The name and title of the person signing the form shall be typed
or printed beneath the signature. If the statement is signed on
behalf of the registrant by an authorized representative
(other than an executive officer), evidence of the
representative's authority to sign on behalf of the registrant
shall be filed with the form.
<PAGE>
+------------------------ATTENTION----------------------------+
| INTENTIONAL MISSTATEMENTS OR OMISSIONS OF FACT |
| CONSTITUTE FEDERAL CRIMINAL VIOLATIONS (SEE 18 U.S.C. 1001) |
+-------------------------------------------------------------+
GENERAL INSTRUCTIONS
1. This form is required by Rule 12b-25 (17 CFR 240.12b-25)

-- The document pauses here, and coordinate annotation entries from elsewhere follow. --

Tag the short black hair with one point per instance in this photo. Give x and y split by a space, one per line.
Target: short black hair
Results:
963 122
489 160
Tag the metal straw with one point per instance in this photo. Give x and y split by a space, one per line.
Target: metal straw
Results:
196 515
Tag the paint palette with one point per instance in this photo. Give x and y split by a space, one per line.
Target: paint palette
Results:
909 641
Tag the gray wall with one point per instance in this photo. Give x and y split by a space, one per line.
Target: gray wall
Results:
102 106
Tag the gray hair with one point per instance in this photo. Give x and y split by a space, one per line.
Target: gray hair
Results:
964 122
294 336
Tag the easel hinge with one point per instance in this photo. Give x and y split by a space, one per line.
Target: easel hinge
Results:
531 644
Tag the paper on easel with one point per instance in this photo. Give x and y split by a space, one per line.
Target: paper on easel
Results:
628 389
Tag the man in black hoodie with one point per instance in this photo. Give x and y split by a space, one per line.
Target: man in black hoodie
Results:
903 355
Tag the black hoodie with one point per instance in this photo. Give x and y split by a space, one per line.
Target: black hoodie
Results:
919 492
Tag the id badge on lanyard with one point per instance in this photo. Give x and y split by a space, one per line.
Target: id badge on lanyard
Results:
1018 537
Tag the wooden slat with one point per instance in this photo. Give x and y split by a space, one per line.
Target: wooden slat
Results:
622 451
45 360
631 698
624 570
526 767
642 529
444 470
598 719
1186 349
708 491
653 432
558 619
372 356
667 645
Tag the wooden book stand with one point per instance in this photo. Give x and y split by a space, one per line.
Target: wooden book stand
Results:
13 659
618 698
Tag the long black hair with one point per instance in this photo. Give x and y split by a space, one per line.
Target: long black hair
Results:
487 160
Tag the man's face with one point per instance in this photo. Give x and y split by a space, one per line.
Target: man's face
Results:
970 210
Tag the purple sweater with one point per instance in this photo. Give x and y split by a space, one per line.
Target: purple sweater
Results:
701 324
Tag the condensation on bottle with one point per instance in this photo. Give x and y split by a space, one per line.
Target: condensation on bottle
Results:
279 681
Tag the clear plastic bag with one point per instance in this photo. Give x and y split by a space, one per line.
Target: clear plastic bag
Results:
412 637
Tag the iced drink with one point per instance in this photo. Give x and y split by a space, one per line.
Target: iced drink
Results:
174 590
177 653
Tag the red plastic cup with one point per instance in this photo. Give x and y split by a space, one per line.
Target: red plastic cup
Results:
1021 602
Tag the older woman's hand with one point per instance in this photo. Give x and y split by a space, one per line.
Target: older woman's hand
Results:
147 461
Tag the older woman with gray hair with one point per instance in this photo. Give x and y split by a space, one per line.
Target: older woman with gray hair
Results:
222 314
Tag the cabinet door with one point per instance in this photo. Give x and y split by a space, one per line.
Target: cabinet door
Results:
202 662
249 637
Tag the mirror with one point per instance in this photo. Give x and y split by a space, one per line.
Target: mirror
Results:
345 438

of the General Rules and Regulations under the Securities
Exchange Act of 1934.
2. One signed original and four conformed copies of this form
and amendments thereto must be completed and filed with the
Securities and Exchange Commission, Washington, D.C. 20549, in
accordance with Rule 0-3 of the General Rules and Regulations
under the Act. The information contained in or filed with the
form will be made a matter of public record in the Commission
files.
3. A manually signed copy of the form and amendments thereto
shall be filed with each national securities exchange on which
any class of securities of the registrant is registered.
4. Amendments to the notifications must also be filed on form
12b-25 but need not restate information that has been correctly
furnished. The form shall be clearly identified as an amended
notification.
5. Electronic Filers. This form shall not be used by
electronic filers unable to timely file a report solely due to
electronic difficulties. Filers unable to submit a report within
the time period prescribed due to difficulties in electronic
filing should comply with either Rule 201 or Rule 202 of
Regulation S-T ((S)232.201 or (S)232.202 of this chapter) or
apply for an adjustment in filing date pursuant to Rule 13(b) of
Regulation S-T ((S)232.13(b) of this chapter).